When focusing exclusively on FMCG products, it is immediately evident that for poorer households the main food items represent larger shares of total expenditure. Considering the lower income group first, cereals, grains and wheat accounted for 31% of total household spending in 2010. In fact, when adding meat & fish and vegetables & fruit, this figure increases to 76%. Households in this group spend very little on dairy, alcoholic beverages, tobacco and personal care. However, as one moves higher up on the income ladder, it becomes evident that more was spent on these product categories, predominantly on account of the fact that individuals can consume only so much food and higher income households thus have funds left to spend on “non-essential” FMCG products. Interestingly, this trend does not seem to apply to the meat & fish product group, seeing as higher income households spend proportionately more on this product than lower income households. This can be ascribed to the fact that higher income households can more easily afford to make meat & fish a larger part of their daily diet, and as such consume less grains and vegetables.

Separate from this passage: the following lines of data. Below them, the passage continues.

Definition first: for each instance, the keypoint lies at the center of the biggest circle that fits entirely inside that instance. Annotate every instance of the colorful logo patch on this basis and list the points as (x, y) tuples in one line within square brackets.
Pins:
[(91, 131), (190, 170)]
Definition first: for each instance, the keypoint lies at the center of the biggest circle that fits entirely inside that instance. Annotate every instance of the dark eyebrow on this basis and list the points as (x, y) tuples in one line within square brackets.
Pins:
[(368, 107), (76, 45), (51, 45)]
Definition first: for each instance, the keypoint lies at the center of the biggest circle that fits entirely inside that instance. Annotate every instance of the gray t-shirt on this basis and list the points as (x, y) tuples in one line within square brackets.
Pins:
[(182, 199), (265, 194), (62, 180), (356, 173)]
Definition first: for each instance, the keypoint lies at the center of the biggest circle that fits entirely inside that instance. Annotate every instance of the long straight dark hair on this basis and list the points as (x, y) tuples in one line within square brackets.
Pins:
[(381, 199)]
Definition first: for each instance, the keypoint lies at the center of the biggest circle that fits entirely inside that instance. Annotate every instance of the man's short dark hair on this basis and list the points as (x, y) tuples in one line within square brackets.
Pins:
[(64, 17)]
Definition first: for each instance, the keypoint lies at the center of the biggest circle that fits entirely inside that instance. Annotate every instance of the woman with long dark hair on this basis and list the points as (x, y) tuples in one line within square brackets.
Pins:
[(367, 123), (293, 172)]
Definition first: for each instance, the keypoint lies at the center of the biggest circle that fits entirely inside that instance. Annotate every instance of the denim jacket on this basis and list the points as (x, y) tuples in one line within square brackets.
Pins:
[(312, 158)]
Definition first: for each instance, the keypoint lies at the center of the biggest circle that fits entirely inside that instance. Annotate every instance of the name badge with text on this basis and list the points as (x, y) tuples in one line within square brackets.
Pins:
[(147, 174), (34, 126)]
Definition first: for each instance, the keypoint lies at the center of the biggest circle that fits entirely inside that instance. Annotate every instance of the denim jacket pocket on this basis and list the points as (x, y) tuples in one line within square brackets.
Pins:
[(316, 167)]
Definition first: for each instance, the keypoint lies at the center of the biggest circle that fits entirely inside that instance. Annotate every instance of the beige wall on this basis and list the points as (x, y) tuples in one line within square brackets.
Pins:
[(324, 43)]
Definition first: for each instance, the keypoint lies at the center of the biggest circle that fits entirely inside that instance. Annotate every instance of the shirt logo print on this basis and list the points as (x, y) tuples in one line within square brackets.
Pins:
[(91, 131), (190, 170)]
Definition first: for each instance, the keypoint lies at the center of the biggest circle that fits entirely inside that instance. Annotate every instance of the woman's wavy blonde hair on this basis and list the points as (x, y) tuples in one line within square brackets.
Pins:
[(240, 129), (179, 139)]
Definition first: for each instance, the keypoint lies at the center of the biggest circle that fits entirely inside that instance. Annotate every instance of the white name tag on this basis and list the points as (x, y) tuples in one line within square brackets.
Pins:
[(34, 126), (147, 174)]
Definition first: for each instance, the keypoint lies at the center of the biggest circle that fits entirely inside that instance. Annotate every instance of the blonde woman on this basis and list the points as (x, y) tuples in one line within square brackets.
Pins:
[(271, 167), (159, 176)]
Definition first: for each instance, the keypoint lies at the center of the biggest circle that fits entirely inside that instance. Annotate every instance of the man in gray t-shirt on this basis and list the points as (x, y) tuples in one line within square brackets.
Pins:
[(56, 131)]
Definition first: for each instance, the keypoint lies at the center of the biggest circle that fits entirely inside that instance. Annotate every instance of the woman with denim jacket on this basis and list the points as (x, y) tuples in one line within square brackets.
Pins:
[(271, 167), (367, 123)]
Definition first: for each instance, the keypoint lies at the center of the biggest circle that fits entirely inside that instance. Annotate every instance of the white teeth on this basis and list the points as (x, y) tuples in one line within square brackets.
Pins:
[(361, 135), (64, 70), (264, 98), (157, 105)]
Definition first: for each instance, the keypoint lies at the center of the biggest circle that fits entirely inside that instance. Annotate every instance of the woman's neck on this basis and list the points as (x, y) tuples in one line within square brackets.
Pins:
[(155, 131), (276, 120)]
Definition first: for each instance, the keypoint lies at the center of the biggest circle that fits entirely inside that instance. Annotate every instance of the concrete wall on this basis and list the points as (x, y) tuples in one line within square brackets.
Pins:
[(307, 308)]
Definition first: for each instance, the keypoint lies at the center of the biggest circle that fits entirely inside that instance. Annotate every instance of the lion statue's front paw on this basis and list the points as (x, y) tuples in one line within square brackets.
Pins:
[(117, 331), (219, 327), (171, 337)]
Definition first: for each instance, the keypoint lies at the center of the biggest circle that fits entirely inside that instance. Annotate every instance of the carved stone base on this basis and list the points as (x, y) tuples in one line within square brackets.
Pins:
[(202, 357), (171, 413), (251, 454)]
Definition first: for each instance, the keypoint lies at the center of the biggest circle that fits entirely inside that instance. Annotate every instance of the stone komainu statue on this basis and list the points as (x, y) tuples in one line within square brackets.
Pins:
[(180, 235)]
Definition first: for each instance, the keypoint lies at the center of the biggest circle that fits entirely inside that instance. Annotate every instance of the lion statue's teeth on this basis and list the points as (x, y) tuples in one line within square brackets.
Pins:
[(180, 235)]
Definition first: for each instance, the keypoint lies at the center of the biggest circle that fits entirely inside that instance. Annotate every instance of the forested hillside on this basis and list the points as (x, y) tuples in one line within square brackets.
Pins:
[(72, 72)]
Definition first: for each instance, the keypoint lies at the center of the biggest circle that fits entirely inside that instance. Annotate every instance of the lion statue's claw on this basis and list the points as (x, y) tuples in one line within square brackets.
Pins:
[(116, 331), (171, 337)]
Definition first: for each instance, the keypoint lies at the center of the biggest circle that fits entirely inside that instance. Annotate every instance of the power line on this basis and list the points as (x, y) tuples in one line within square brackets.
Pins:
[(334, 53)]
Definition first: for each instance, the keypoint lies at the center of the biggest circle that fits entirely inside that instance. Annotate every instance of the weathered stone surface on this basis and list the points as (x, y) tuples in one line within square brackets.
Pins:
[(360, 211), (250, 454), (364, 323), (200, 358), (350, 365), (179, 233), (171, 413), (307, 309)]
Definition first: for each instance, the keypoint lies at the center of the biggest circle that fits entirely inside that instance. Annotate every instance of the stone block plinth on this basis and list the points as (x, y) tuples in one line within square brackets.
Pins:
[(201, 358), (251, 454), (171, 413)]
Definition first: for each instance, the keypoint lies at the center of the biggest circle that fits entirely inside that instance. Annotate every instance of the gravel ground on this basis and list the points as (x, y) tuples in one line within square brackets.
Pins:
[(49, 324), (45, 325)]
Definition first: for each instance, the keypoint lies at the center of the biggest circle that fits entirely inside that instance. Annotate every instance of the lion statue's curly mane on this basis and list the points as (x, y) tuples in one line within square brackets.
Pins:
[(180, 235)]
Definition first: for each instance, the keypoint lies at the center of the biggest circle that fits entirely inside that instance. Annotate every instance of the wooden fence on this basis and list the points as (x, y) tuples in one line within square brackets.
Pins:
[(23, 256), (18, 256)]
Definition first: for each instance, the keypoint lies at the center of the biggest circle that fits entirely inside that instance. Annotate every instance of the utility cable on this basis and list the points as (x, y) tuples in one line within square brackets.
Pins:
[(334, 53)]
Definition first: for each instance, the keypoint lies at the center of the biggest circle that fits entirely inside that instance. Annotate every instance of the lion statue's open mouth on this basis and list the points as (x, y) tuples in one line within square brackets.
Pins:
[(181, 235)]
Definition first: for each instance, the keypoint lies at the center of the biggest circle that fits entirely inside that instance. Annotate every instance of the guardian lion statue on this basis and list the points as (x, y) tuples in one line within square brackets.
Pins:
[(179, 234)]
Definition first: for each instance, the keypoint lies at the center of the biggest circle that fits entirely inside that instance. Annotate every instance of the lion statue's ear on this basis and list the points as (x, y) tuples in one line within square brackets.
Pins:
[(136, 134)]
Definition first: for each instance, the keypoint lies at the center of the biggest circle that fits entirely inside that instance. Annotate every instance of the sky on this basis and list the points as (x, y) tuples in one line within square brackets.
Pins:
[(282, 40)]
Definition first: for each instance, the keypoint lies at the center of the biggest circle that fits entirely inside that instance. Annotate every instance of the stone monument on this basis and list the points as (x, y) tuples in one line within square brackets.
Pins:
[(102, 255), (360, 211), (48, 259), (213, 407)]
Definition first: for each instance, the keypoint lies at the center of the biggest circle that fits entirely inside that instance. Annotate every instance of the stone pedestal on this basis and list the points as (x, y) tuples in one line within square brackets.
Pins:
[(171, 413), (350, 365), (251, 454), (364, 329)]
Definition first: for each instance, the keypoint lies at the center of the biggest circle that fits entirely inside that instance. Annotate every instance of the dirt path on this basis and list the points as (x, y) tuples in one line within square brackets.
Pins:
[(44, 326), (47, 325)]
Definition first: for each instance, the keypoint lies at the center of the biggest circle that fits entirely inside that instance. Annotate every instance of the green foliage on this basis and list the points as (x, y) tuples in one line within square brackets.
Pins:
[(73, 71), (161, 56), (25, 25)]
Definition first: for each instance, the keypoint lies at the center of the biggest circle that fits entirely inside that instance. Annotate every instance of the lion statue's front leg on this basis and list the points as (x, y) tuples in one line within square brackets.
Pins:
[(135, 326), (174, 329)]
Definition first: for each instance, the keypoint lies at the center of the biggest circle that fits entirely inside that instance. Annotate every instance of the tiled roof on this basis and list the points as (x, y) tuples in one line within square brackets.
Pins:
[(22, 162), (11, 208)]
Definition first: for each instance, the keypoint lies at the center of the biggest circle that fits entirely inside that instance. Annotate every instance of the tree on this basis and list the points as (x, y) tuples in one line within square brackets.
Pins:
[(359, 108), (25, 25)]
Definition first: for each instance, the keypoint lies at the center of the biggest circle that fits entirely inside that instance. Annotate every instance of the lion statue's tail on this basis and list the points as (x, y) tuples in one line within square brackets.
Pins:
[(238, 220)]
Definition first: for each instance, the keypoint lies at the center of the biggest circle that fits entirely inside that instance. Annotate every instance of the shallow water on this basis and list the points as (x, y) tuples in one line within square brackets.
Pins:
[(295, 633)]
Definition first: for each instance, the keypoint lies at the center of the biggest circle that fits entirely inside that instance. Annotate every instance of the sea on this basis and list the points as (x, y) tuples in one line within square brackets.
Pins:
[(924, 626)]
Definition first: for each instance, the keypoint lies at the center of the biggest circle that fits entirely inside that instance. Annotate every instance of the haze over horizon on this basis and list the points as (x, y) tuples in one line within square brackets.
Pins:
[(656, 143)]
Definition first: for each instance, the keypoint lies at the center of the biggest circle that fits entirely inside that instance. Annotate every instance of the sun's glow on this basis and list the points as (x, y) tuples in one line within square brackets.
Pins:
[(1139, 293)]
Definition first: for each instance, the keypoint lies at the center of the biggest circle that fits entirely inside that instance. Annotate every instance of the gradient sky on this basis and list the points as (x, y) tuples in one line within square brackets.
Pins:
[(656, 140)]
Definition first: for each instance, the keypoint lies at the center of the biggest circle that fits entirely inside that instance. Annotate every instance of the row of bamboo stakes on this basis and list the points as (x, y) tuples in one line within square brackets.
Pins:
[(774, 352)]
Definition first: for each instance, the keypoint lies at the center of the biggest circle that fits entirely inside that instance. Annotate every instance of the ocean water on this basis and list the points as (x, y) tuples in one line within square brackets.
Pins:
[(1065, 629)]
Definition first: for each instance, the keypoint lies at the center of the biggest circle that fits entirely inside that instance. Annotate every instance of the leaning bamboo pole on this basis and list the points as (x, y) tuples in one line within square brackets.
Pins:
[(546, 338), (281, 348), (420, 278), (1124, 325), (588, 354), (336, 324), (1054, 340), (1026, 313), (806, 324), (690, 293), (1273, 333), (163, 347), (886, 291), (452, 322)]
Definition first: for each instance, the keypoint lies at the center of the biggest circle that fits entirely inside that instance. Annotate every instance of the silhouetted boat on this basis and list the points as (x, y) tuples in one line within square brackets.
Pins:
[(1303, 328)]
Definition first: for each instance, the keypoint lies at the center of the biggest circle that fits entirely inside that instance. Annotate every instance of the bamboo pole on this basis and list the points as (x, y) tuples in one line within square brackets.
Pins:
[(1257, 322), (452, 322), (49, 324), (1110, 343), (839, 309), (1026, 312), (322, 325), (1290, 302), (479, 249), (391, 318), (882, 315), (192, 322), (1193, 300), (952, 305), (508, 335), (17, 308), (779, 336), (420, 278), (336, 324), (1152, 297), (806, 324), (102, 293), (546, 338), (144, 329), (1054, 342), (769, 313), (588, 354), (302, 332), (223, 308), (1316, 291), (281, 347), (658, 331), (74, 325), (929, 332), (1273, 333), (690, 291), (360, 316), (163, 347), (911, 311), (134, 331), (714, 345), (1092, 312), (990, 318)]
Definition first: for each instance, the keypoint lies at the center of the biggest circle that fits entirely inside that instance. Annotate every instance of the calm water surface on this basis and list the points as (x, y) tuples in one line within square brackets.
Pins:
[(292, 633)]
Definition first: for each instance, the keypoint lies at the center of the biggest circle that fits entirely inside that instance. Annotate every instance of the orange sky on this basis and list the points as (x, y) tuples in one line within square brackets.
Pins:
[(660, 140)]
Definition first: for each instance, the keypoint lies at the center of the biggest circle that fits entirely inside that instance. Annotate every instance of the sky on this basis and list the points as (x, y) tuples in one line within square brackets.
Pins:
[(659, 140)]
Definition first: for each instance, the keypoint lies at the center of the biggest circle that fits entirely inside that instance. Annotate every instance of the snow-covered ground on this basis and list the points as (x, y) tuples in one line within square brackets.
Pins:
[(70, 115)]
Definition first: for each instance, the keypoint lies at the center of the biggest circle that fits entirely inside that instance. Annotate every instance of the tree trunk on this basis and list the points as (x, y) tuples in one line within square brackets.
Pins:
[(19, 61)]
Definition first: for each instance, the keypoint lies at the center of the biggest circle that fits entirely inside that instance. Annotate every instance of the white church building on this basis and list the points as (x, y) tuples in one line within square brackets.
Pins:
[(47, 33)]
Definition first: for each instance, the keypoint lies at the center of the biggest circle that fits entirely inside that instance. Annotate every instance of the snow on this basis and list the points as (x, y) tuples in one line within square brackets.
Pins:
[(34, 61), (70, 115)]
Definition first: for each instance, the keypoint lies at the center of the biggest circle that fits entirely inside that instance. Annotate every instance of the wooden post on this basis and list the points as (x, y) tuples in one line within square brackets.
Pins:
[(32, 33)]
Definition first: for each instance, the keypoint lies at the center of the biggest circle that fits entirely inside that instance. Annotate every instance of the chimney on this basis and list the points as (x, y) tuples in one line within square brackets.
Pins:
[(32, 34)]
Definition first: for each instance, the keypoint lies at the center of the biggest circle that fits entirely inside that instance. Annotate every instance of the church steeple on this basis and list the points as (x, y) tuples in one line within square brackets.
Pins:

It is critically important for FMCG distributors & retailers to ensure they are properly informed about the needs and lifestyles of consumers in African countries. This will ultimately inform decisions around products, pricing and marketing. African consumers are certainly brand and quality conscious, but affordability remains the key consideration when purchasing decisions are made. A good example of this is Unilever, which sought to lower prices and improve affordability by reducing pack sizes, which in turn allowed the firm to target low income households.
Marketing that is a local fit – Brand awareness is low in general across sub Saharan Africa. To build brand awareness, it is advised that multinational brands & retailers leverage the influence of western brands and countries. Furthermore, OC&C disputes the marketing effectiveness of traditional “above-the-line broadcast media” and proposes firms focus more on physical and digital marketing. A good example of direct marketing relates to Coca-Cola supplying its fridges to local retail outlets. Meanwhile, Nestlé used local entertainers to market the company’s products while Heineken supplied outlets with branded beer matts, fridges and draft taps.
Get creative with the supply chain – International FMCG retailers wishing to enter the African market need to carefully evaluate all possible supply chain models. While simply importing the product is certainly the option requiring the smallest initial capital investment, possible drawbacks include import tariffs in addition to the fact that products are often delayed at ports. A number of African countries have introduced foreign investment incentives in recent years. Although these regulations differ across countries, they usually involve some kind of tax holiday and favourable terms on imports.
Examples of multinational FMCG retailers which opted to establish a manufacturing base in Africa include Diageo, Heineken, Nestlé and Unilever. Heineken and Diageo have acquired local breweries to bolster market share as well as for establishing local manufacturing bases. OC&C further notes that Unilever and Nestlé have “both deployed significant capital investments to build their own manufacturing capacity in Africa, notably Unilever in South Africa.”